Eliminating it as a prescription drug couldn't happen overnight. Only a bipartisan push from Congress would persuade the U.S. Food and Drug Administration to change its regulation of the pill, but an unlikely coalition of conservatives and liberals could make it happen quickly. It's natural for libertarian support, and the conservative Family Research Council has taken no position against contraception unrelated to abortion.
The great obstacle, of course, is that support for the idea undercuts the Democrats' "war on women" and reduces partisan noise. "What's happened with the over-the-counter birth control issue," Republican pollster Kellyanne Conway tells National Public Radio, "is that the Democrats didn't see it coming. They think they've got a monopoly on talking to women from the waist down."

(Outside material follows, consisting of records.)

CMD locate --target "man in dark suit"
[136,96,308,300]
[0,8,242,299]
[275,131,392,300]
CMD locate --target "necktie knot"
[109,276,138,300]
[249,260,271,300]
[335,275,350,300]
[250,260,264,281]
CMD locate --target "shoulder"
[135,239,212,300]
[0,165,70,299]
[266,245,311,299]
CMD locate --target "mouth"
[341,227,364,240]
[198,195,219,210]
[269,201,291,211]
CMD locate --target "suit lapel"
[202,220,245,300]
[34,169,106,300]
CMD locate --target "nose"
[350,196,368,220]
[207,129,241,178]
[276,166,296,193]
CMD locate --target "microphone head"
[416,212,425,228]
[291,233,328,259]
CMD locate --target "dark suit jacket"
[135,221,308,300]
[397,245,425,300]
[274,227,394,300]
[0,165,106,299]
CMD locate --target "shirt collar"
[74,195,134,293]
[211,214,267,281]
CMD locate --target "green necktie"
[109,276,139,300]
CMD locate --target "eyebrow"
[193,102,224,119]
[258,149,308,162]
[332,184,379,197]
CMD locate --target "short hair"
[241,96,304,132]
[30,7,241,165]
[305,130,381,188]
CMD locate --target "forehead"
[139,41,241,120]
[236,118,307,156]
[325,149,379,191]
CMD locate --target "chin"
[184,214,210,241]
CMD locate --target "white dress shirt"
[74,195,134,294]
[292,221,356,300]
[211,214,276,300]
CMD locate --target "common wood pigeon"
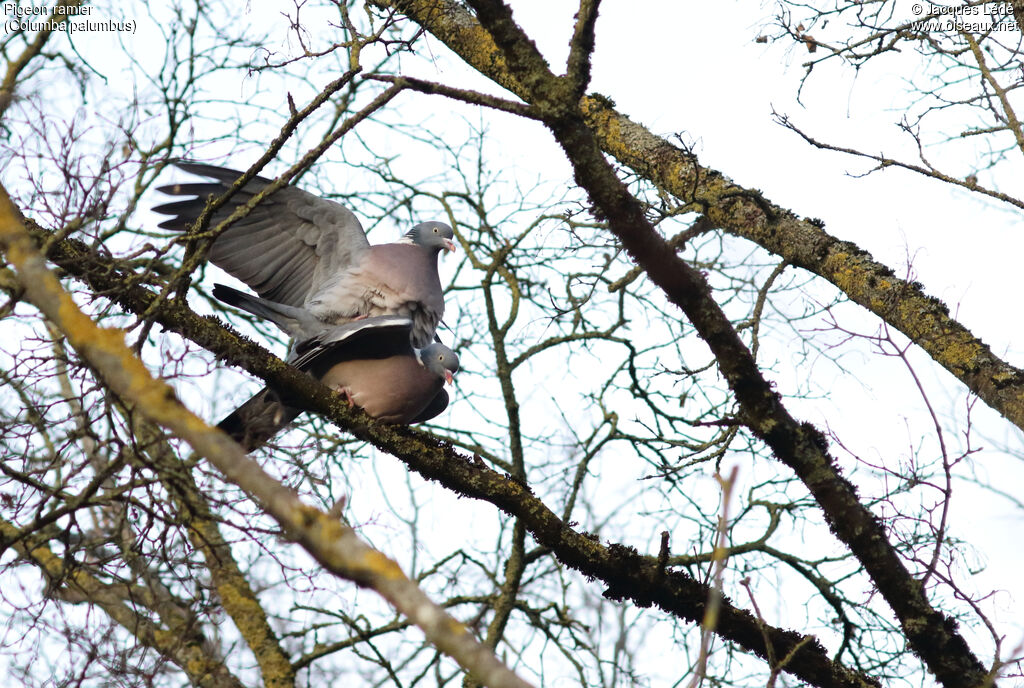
[214,285,459,450]
[153,162,455,347]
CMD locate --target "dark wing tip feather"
[213,284,248,307]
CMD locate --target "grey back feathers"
[154,162,455,347]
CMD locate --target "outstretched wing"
[153,161,370,306]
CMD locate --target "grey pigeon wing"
[154,162,370,306]
[289,315,413,378]
[213,284,328,341]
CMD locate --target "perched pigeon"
[214,285,459,450]
[153,162,455,347]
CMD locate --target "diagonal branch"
[452,0,988,688]
[373,0,1024,436]
[0,186,528,688]
[18,216,878,688]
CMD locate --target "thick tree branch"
[372,0,1024,436]
[456,0,988,688]
[18,220,879,688]
[0,187,528,688]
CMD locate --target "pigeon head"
[406,222,455,251]
[420,342,459,385]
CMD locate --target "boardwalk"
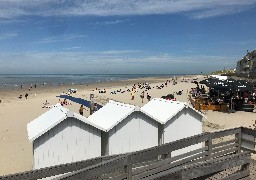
[0,128,256,180]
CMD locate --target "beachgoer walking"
[140,91,145,103]
[131,89,135,100]
[79,104,84,116]
[147,93,151,101]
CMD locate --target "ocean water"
[0,74,184,89]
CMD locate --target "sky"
[0,0,256,74]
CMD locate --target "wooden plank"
[59,156,127,180]
[0,155,120,180]
[183,154,251,179]
[133,152,207,179]
[131,136,208,163]
[242,138,256,146]
[205,137,212,159]
[235,128,242,153]
[164,147,208,161]
[241,145,256,154]
[211,128,240,139]
[222,170,250,180]
[212,139,238,148]
[212,143,238,153]
[99,173,127,180]
[131,128,239,164]
[212,147,238,158]
[241,127,256,137]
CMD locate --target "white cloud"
[40,34,87,43]
[95,19,129,25]
[0,0,256,19]
[0,33,18,40]
[0,50,236,74]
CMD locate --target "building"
[141,98,204,156]
[236,50,256,77]
[88,100,158,155]
[27,105,102,169]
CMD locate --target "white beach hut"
[88,100,158,155]
[27,105,102,169]
[141,98,204,156]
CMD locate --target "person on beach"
[131,89,135,100]
[140,91,145,103]
[147,93,151,101]
[79,104,84,116]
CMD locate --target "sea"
[0,74,189,89]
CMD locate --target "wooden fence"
[0,127,256,180]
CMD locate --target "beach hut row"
[27,98,204,169]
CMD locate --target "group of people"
[18,93,28,99]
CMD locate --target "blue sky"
[0,0,256,74]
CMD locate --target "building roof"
[141,98,205,124]
[88,100,138,132]
[27,104,103,142]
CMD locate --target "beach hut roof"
[141,98,205,124]
[88,100,138,132]
[27,104,103,142]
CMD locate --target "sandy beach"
[0,75,256,175]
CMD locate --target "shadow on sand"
[56,95,103,109]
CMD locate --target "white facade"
[88,101,158,155]
[27,106,101,169]
[141,98,204,156]
[108,111,158,155]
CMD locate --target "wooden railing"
[0,127,256,179]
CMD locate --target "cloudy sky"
[0,0,256,74]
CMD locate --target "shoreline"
[0,75,255,176]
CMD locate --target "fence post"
[125,155,132,180]
[205,137,212,159]
[235,128,242,153]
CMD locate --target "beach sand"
[0,75,256,175]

A dismissive Planned Parenthood television advertisement says candidates who support the change "will turn the pill into yet another bill." Well, that's what politics is all about. Lobbying pressure and advocacy help, too. A doctor's prescription is especially burdensome for poor minority women, and it's difficult to find a pro-choice voter who opposes over-the-counter contraceptives.
None of the Republican candidates in this election cycle so far resemble any of the chest-thumping red-hots of the last cycle. Rep. Cory Gardner, locked in a tight race against Democratic Sen. Mark Udall in Colorado, is described as a "new kind of Republican." In a television ad, Mr. Booker, who supports the free-the-pill initiative, paints Sen. Udall as the man who would "keep government bureaucrats between you and your health care plan." Two driving issues fuse neatly.

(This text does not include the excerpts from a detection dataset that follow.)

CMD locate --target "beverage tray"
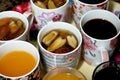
[0,0,120,80]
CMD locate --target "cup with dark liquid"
[92,61,120,80]
[72,0,109,26]
[37,22,82,71]
[80,9,120,66]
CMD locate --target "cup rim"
[37,22,82,56]
[0,40,40,79]
[79,9,120,41]
[30,0,69,11]
[0,11,29,42]
[77,0,109,6]
[92,60,120,80]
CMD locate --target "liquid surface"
[83,19,117,39]
[48,73,82,80]
[0,51,36,77]
[94,67,120,80]
[79,0,105,4]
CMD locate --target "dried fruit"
[16,20,23,27]
[48,0,56,9]
[67,35,77,48]
[47,37,66,52]
[42,31,58,46]
[9,21,20,34]
[0,25,10,40]
[35,1,46,9]
[0,18,11,26]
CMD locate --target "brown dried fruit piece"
[47,37,66,52]
[0,25,10,40]
[0,18,11,26]
[67,35,78,48]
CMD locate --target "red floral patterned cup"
[37,22,82,71]
[30,0,70,30]
[80,9,120,65]
[72,0,109,26]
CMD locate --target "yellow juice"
[0,51,36,77]
[48,72,82,80]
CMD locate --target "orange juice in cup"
[43,66,86,80]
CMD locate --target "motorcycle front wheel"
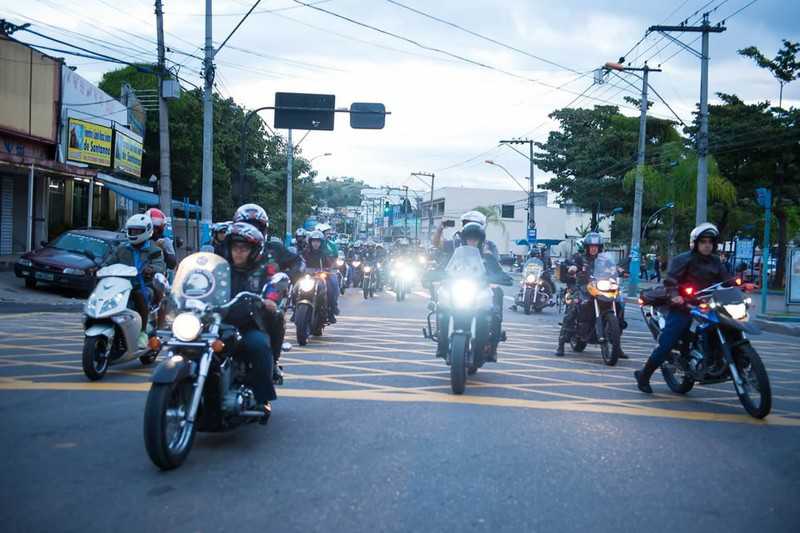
[450,333,469,394]
[733,343,772,418]
[81,335,111,381]
[144,381,195,470]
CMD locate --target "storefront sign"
[67,118,111,167]
[114,130,142,178]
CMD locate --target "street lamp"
[484,159,529,194]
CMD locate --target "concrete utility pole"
[604,63,661,296]
[411,172,436,241]
[156,0,172,218]
[647,13,727,224]
[500,139,536,240]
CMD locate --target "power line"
[386,0,580,74]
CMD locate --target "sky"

Gov. Bobby Jindal of Louisiana is a cheerleader for over-the-counter sales of the pill. He says Democrats have "demagogued" the contraceptives issue. "Contraception is a personal matter," he writes in The Wall Street Journal. "The government shouldn't be in the business of banning it or requiring a woman's employer to keep tabs on her use of it."
The Republican "war on women" has always been an absurd campaign slogan, reeking of mendacity and bad faith. Women are not a monolithic mass in their preferences and attitudes, and their representatives in Congress know it. Politicians are always looking for an issue that works in appealing to a constituency, and contraceptives could be the long-sought unifying force of both liberals and conservatives. It would give women the ability to prevent unwanted pregnancies and the power to keep their most private decisions private — no doctor, no government intrusion. If both Democrats and Republicans support this sensible idea, this "war on women" is over.
Democrats attack at their peril the messenger who delivers a message women are eager to hear. Daniel Payne, a self-described "health-nut anti-synthetic Catholic natural foodie freak," writes in the Federalist that in spite of his religious beliefs and personal preferences, he thinks "there's no justifiable reason for me or for anyone else to impede a woman's access to something like the pill." That sums it up for most of the rest of us, too.